Networking Tips for the Lazy

Networking Tips For The Lazy


It’s not what you know it’s who you know. But very few people feel comfortable talking to strangers. In fact I remember mom and dad telling me something about strangers…not to talk to them.

But over time, that tune changes. In business we are told to schmooze to network. But do you find networking at an event or conference terribly uncomfortable?

That because networking is too much work.

If you are like me, you try to find the easiest way from point A to point B. The common term for this is “lazy.”

So what if you, like me, are lazy? Can the lazy excel at networking? I believe they can.

I’m going to share with you three lazy networking tools that, if used, will take you from a networking nobody to a networking All Star. So get your pens out or print this page out and keep it in your back pocket.

1. The Texas Two Step

This is a simple formula you can use to start and maintain a conversation with anyone. The beauty of this formula is that you don’t have to have anything in common or anything to say to these people for it to work. And using this tool, you can literally maintain a conversation forever. here is how it works.

Step one: Ask an open ended question. “open ended” means it doesn’t have a yes or no answer.

(try “what brings you out to this lovely event?”)

Step Two: Make a statement about what the person said.

(“oh, you are a board member, I’ve never been on a board.)

Start over: Ask another open ended question.

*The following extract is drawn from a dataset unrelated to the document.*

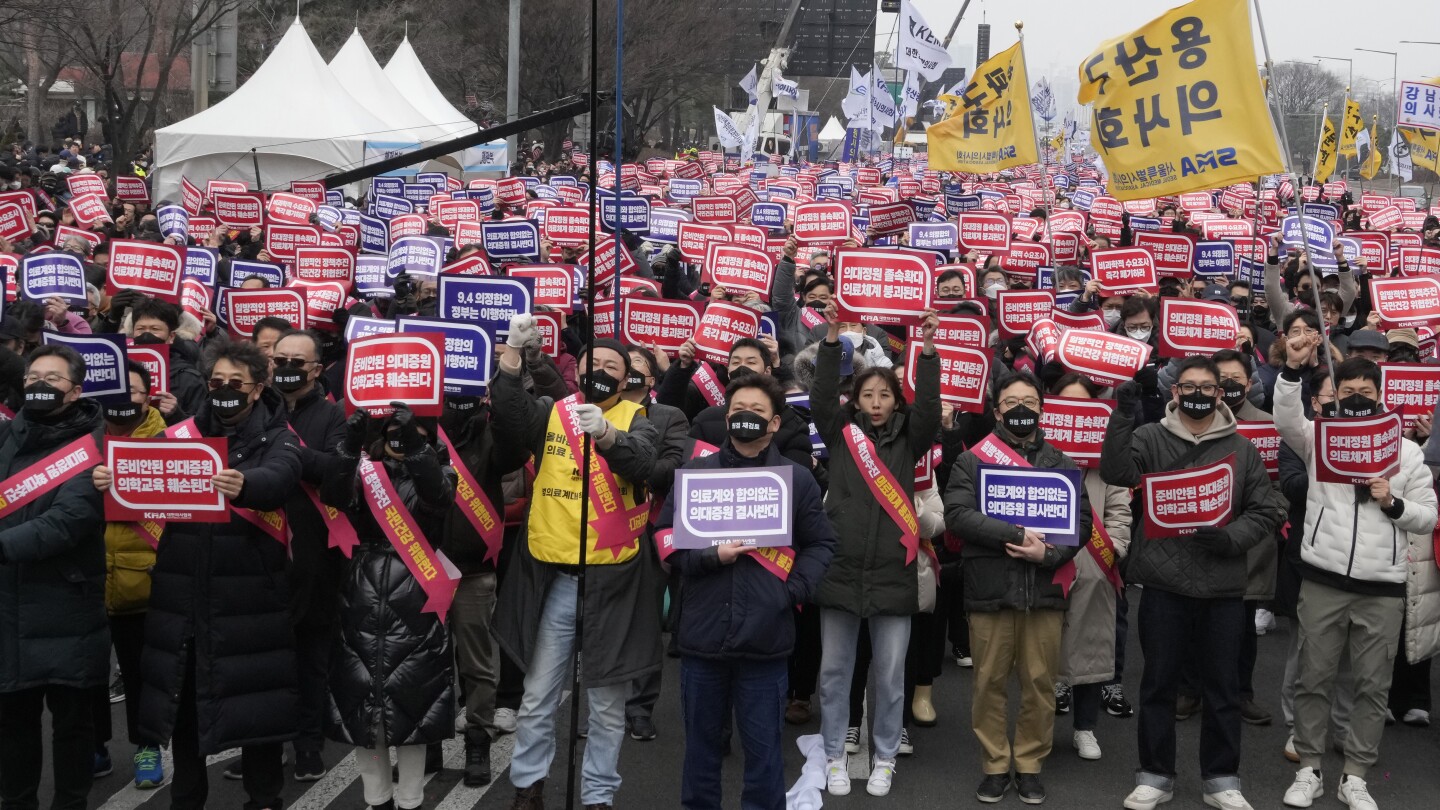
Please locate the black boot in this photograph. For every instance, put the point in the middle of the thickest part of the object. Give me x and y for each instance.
(477, 757)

It can be random or a follow up question.

(What made you decide to join the board?)

Then make a statement about what the person said

Rinse and repeat. Don’t worry after doing this with a couple people, you will see how easy it is.

2. Mirroring

The next tool is built on a simple premise. We like ourselves. We like people who look like us, sound like us, and act like us. What you are going to do is copy their movement, their posture, the tone and volume of their voice. But start by copying their stance.

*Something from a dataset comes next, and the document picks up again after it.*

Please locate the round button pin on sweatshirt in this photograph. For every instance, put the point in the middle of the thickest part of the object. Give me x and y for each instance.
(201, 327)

if you are talking to someone who has their arms folded, fold your arms. If they put their hands in their pockets, put your hands in your pockets. Be their mirror.

But Matt, it’s going to be obvious that I’m mirroring this person. Here is the kicker, nobody ever realizes you are doing it. Go back and try this with people at work. You’ll be amazed. You’ll notice that we naturally mirror people we have a good rapport with. So, by mirroring, you are artificially making people feel like they have a good  rapport with you.

3. Gifting

One of the seven habits of highly effective people is “think with the end in mind.” So as soon as you start talking to someone, you need to start thinking about how you are going to get away from that person. That’s where gifting comes in.  Ask yourself, “What can you give this person that they would find valuable?” It can be an article, a book, an introduction to someone you know, a baseball cap, whatever.

This is how you are going to end your conversation. Explain why you must leave, then promise them a gift asking for thier contact information.

(“I see some other people I need to talk to. But if you have your contact information, I’ll send you a great article I read about serving on a board. “)

When you get back to the office, Google yourself up a nice article about being on a board and send it to your new contact.

(“Here is that article I told you about!”)

Be sure to send your gift. By sending the gift, you are showing that you keep your promises. Making and keeping promises is very important in the world of relationships.

By using the Texas Two Step, Mirroring, and Gifting, your next networking event will be so easy that you will swear you are cheating. And don’t worry, you are cheating!


  1. Hello Matt, the mirror is very old, and yup people don’t notice…

  2. I am not a marketer but a new small business owner, and am still very new to networking events. I found this article to be one of the most actionable and helpful articles on the subject I have read. Thank you, I can’t wait to try these techniques out!

  3. Joseph Kamara says

    “it is not what you know it’s who you know.” I strongly agree with this statement! Also the steps in having people know you or knowing people is fantastic.

    What I noticed is that one must possess the ability to talk and to persuade others. Now, for the issue of the gift, I don’t know how effective will strategy turn out for most people in Africa. Here, a board member may favor telling you about how board functions than receiving article on such matter from you. Must people here are interested in showing off what they know, but are less willing to appear as learning from you. This goes with teachers, doctors, technicians, etc.